Performance Considerations

Guardrails add latency to your application since they run synchronously:
  • Use selectively - Apply guardrails only where needed, not to every function
  • Choose efficient evaluators - Simpler checks run faster than complex LLM-based evaluations
  • Consider async execution - Use async/await patterns to maximize throughput
  • Monitor latency - Track guardrail execution times and optimize slow evaluators
  • Cache when possible - Cache evaluation results for identical inputs

Error Handling

Implement robust error handling for guardrail failures:
from traceloop.sdk.decorators import guardrail

@guardrail(slug="safety_check")
async def get_response(prompt: str) -> str:
    try:
        # Your LLM call
        response = await generate_llm_response(prompt)
        return response
    except Exception as e:
        # Log the error
        logger.error(f"Guardrail or LLM error: {e}")
        # Return safe fallback
        return "I apologize, but I cannot process this request at the moment."

Layered Protection

Use multiple layers of guardrails for critical applications:
  1. Input validation - Check user inputs before processing
  2. Output validation - Verify LLM responses before returning
  3. Context validation - Ensure proper use of retrieved information
  4. Post-processing - Final safety check on formatted outputs

Testing Guardrails

Before deploying to production:
  • Test in playgrounds - Validate evaluator behavior with sample inputs
  • Run experiments - Test guardrails against diverse datasets
  • Monitor false positives - Track blocked outputs that should have been allowed
  • Monitor false negatives - Watch for policy violations that weren’t caught
  • A/B test - Compare user experience with and without specific guardrails

Compliance and Auditing

For regulated industries:
  • Log all evaluations - Traceloop automatically tracks all guardrail executions
  • Document policies - Maintain clear documentation of what each guardrail checks
  • Version control - Track changes to guardrail configurations over time
  • Regular audits - Review guardrail effectiveness and update as needed
  • Incident response - Have procedures for when guardrails detect violations

Configuration Options

When applying guardrails, you can configure behavior:
@guardrail(
    slug="safety_check",
    # Additional configuration options
    blocking=True,        # Whether to block on evaluation failure
    timeout_ms=5000,      # Maximum evaluation time
    fallback="safe"       # Behavior on timeout or error
)
async def get_response(prompt: str) -> str:
    # Your implementation
    pass

Monitoring Guardrail Performance

Track guardrail effectiveness in your Traceloop dashboard:
  • Execution frequency - How often each guardrail runs
  • Block rate - Percentage of requests blocked by guardrails
  • Latency impact - Time added by guardrail evaluation
  • Error rate - Guardrail failures or timeouts
  • Policy violations - Trends in detected issues over time
Use this data to optimize guardrail configuration and identify emerging safety concerns.

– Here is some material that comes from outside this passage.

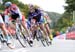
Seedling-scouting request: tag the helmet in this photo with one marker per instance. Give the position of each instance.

Integration with Experiments and Monitors

Guardrails complement other evaluation workflows:
  • Experiments - Test guardrail effectiveness on historical data before deployment
  • Monitors - Continuously track guardrail performance in production
  • Playgrounds - Develop and refine guardrail evaluators interactively
This integrated approach ensures comprehensive quality control across development, testing, and production environments.